1. You can still afford marketing. Products do not market themselves. For all you know that super expensive SaaS is spending only 10% of their money to run the tech and the other 90% is marketing. (intentionally going to the extreme other end)
2. You have TALKED TO CUSTOMERS and you know that price is a sticking point for them.
- OR -
You have another business and the savings on the monthly bill alone would pay for the R&D and running the product. In which case attracting other customers is just icing on the cake.
Also, side recommendation. If all things considered equal the product is the equivalent. Don't sell it for rock bottom. You don't need to. Sell it for 25% (for example) lower than the competition. You don't need to be rock bottom you just need to come out slightly on top when the customer is doing their decision matrix.
Not to mention physiologically if it is too cheap people wonder why and they think there must be something wrong with it. Which can get you less sales not more.
If you can deliver a true clone, why not double, triple, or 10x the price? Most Micro or Small Saas are under-priced anyway. You will not be able to snipe a competitor's customers, unless their service is not working, just by having a lower price.

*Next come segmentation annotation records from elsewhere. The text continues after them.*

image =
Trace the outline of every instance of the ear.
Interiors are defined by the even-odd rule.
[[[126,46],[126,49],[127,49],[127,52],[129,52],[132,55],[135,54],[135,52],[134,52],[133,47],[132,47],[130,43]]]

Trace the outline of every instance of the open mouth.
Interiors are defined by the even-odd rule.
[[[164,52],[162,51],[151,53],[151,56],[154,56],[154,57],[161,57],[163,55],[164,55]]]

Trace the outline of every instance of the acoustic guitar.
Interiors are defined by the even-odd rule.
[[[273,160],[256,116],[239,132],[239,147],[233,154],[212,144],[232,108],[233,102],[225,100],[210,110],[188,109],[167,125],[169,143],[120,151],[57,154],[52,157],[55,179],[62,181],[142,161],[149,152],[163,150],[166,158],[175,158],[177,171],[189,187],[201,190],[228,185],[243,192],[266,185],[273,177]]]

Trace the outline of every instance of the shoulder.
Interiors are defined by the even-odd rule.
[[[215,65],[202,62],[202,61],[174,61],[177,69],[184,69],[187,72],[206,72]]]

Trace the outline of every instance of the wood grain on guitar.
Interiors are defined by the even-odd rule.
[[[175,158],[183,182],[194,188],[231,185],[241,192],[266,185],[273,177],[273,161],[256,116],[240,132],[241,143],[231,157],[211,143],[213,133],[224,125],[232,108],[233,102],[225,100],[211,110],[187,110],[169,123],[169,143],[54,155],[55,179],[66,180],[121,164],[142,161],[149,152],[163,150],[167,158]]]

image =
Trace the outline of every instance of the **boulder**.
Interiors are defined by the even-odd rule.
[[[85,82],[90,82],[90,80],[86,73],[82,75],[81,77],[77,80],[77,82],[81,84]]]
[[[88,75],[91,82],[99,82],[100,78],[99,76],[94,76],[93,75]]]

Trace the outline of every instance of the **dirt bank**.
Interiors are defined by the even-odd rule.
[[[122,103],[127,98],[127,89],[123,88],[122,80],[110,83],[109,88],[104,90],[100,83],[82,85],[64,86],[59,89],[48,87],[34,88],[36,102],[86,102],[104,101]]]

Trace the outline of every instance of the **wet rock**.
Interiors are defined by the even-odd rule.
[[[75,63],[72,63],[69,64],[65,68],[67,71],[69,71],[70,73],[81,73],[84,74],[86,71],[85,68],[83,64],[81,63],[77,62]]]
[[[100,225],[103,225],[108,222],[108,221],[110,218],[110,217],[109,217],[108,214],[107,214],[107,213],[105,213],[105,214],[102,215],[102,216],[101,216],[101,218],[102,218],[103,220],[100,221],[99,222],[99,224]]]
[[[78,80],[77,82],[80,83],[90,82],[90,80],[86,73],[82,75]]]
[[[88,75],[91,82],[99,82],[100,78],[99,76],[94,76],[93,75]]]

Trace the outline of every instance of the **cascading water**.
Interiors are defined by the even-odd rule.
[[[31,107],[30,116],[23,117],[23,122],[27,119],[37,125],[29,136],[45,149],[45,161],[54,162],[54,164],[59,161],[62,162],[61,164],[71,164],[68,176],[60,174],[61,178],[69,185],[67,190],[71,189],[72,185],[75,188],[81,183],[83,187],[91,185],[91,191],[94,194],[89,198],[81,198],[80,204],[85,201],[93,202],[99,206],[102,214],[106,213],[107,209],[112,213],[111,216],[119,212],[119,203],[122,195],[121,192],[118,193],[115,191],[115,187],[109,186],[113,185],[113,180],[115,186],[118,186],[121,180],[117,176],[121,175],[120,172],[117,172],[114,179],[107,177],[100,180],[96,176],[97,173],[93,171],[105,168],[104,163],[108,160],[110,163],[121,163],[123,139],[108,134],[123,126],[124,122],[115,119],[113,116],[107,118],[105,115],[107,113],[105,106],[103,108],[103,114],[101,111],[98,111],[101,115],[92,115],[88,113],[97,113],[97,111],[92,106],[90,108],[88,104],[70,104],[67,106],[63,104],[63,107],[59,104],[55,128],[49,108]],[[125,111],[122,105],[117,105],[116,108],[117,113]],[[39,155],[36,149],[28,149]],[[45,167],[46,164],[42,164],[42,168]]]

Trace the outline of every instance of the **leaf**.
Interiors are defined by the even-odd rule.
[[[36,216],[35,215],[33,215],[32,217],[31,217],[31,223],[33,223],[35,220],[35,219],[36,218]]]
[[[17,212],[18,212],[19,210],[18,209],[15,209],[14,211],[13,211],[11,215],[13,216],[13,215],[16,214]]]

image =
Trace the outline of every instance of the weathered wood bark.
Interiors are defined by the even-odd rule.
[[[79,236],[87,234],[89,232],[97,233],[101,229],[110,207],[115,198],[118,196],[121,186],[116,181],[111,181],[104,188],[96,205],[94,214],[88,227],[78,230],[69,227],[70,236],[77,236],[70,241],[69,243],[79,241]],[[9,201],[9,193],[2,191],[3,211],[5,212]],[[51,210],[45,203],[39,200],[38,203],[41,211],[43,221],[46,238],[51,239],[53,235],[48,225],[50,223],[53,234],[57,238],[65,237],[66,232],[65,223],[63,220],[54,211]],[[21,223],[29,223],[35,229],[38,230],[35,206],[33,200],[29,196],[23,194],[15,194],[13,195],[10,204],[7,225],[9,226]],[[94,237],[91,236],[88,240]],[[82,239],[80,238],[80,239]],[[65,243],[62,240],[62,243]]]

However, if you can clone the service and attract your own customers you should charge more. Revenue will allow you to build out a more valuable/reliable product.
A potential customer will assume the service is more valuable and reliable than the product you cloned simply because it's higher cost.
One of the more interesting situations that entrepreneurs encounter are competitors who are under pricing them but are doing so at the cost of their own margin. The risk is that you can 'win' (capture the market) only to find the more customers you get the more money you lose to the point where you're forced to raise prices or exit the market. Sometimes that choice is made for you by running out of cash.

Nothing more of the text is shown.